Hey, you know that new Asian restaurant and bar from white chefs that everyone’s talking about, positively and not so positively? I didn’t go there yet! Though honestly, I’m a bit weary (and wary) of all the cultural appropriation talk. All food is cultural appropriation to some degree, all flavors are on the artist’s palette, it’s all about, is it done well and fairly, or is it junk? Cultural appropriation happens, and occasionally it’s gross (that lady in New York who wanted to offer “clean” Chinese food), but I am just not going to have a categorical problem with people who love another cuisine, take it seriously, and treat it respectfully.

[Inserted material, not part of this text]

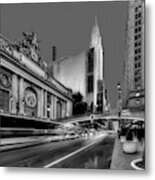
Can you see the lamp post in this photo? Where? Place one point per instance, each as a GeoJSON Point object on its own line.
{"type": "Point", "coordinates": [119, 100]}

The proof is in the pozole.

And so I wound up at a new Thai place, with a vaguely Tiki-esque bar, called Same Same in Roscoe Village. No Thai people seem to be involved (I could be wrong), but you know, its predecessor in the space—onetime Fooditor lunchtime mainstay Thai Linda—seemed to be run by Mexicans, so hard to see a big change there. What I will say for it is that they’ve been smart about using real Thai flavors and dishes (khao soi, nam tok, etc.) so if you’re suspecting a dumbed-down, sweetened up version of Thai for gringos, you’ll have to look elsewhere in Lakeview—in fact, it reminded more of Thai food I ate in Thailand than many Thai-owned restaurants do. The other good thing about it is that it was packed almost from the moment it opened Saturday night with Roscoe Village families, lining up along the wall waiting for tables. Families eating serious Thai food in a fun atmosphere in my neighborhood, 2020 is good. Can’t wait for 2024, when we Roscovites get our first okonomiyaki joint.

The flip side of that kind of thing is what I talked about on Car Con Carne—second generation Asians who open a restaurant that, unlike their parents’ places, borrows from American dining and fast food to put Asian flavors in a more accessible format (and not just for non-Asians). Xi’an Dynasty Cuisine is a relatively new restaurant in Lincoln Park offering Xi’an dishes (including Xi’an sandwiches, something like jiangbing, and lots of noodle dishes). It’s run by people from China who must have passed through Australia or somewhere (the one who seated me has a Strine accent straight out of Don’s Party), and they clearly absorbed lessons of modern menu design, as an unfamiliar-ish cuisine is presented clearly with pictures on a menu that runs to barely over a dozen items. Anyway, I liked the jiangbing-ish thing okay, the noodles with pork even better; as with Lao Peng You, it’s good to see Chinese food of this level of authenticity popping up on the north side.